[Dovecot] tags disappear in Thunderbird (OT: Maildir preference)

Ron Leach ronleach at tesco.net
Tue Sep 21 14:38:33 EEST 2010


Stan Hoeppner wrote:
> Daniel Luttermann put forth on 9/21/2010 5:02 AM:
> 
>> I would also use maildir for all mailboxes instead of mbox for
>> inbox...
> 
> Do you have technical justification for this recommendation, or is this
> merely "personal preference"?

Could I offer our reasoning for choosing Maildir?

I made the decision that we would use Maildir because I was worried 
about the effect of loss of a single file.  As I understood it, mbox 
stores all the messages in single file and, if the file was corrupted 
and couldn't be recovered for any reason, then we'd lost a whole lot 
of messages.  We back up to alternate machines, anyway, but backup 
systems fail to secure us when or if a file is deleted mistakenly, for 
example, and not quickly noticed, say.

We hold corporate emails dealing both with clients, and with statutory 
bodies.  In our country, there are legal obligations on corporate 
entities to interact with statutory authorities (tax, registration, 
etc) electronically, so loss of email messages may contribute to 
compliance defaults which can carry penalties.
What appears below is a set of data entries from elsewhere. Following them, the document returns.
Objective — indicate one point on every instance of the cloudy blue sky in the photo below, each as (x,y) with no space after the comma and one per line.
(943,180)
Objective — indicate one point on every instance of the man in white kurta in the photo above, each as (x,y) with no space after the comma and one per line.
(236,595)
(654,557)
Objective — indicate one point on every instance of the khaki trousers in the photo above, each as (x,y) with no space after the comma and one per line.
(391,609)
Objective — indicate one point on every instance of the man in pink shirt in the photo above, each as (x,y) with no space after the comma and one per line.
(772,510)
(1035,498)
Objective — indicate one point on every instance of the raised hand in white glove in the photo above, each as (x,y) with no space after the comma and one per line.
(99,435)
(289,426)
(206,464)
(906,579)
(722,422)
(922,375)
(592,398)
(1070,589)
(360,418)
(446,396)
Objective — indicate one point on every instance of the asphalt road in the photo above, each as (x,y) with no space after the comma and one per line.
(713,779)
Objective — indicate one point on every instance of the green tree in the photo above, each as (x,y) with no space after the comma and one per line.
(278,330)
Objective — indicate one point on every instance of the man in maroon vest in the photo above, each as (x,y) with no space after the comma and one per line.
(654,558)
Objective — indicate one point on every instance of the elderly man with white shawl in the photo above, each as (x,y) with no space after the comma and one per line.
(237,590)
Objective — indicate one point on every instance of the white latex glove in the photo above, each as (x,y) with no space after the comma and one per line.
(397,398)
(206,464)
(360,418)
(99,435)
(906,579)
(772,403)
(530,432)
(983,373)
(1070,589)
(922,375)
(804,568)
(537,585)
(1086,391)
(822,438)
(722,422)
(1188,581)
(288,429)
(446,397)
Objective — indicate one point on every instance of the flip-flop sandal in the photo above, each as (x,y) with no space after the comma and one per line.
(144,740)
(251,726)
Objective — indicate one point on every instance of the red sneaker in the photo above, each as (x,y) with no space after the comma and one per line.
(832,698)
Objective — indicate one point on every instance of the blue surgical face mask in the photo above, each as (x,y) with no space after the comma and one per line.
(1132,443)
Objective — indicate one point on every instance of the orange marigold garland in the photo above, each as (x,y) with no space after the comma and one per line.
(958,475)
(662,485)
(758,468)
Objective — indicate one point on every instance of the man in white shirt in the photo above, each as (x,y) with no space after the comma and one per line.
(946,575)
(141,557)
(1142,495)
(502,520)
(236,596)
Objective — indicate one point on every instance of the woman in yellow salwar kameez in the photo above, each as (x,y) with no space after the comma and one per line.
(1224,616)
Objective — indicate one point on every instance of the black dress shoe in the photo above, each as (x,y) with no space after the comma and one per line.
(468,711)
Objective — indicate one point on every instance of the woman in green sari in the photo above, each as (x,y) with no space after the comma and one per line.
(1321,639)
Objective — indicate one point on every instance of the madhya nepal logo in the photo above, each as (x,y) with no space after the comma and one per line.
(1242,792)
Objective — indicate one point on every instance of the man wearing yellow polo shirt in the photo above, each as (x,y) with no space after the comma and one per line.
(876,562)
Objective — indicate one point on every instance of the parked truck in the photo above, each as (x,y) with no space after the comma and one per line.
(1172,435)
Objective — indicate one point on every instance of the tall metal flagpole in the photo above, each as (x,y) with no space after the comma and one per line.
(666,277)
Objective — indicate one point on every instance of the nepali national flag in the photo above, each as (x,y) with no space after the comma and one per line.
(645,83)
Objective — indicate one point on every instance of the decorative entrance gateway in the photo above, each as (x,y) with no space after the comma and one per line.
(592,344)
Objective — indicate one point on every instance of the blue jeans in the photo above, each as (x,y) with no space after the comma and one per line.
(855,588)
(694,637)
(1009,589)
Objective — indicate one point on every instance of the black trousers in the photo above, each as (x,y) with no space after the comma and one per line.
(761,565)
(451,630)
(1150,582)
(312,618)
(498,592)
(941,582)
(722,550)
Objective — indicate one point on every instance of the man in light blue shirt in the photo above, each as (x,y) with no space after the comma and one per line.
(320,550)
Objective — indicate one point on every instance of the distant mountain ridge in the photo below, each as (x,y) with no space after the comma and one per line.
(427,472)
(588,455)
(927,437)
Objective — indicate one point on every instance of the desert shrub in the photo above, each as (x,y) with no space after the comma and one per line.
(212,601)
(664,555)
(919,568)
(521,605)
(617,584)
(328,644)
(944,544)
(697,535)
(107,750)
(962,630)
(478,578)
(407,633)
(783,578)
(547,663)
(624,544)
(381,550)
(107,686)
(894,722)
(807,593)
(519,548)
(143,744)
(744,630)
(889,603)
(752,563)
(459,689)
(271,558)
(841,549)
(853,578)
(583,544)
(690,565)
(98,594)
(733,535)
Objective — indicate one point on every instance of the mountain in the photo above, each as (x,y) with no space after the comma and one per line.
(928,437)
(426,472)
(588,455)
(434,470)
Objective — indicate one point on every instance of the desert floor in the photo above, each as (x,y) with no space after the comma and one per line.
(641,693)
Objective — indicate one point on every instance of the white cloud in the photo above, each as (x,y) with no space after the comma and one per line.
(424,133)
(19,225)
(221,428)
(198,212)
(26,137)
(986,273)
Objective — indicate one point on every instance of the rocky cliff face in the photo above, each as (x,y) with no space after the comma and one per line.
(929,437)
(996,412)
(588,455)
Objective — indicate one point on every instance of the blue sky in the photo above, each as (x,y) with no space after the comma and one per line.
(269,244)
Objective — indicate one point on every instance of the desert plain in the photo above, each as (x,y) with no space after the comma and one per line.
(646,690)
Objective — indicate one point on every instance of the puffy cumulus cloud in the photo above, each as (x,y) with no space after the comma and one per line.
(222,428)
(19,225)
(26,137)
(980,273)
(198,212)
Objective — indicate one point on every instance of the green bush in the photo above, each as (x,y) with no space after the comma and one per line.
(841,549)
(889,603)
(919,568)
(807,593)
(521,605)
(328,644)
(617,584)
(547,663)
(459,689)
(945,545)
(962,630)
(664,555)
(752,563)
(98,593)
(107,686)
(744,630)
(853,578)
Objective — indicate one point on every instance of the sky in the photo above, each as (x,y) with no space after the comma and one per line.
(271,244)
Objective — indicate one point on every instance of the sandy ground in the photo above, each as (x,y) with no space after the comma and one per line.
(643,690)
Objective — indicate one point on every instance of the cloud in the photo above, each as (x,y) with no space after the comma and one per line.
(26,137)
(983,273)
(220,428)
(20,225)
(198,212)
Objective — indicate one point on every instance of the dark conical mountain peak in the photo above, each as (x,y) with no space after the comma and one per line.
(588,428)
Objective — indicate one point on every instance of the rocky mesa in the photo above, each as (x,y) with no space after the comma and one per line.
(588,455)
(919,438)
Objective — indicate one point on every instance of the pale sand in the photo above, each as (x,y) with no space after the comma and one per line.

We also had to convert our historic emails from a windows platform - 
this was maybe 2 or 3 years ago now.  The script, that we used, 
converted to Maildir slightly more competently - I think one date or 
other in the message was better converted, but I cannot quite 
remember, now.  I only remember that converting to Maildir was 
slightly easier or better than to mbox.

So our reasons are:

(1) Risk aversion - we simply do not want the hassle of losing many, 
many emails just through a file failure

(2) Easier conversion from other formats, in our case

Interested to hear others' reasoning.  Incidentally, even if we become 
sufficiently risk-accommodating to use V2.x, I would prefer to stay 
with Maildir because I don't really want to 'risk' 
transferring/recoding/reformatting all the email messages etc.  We 
need to avoid risks that are, simply, avoidable.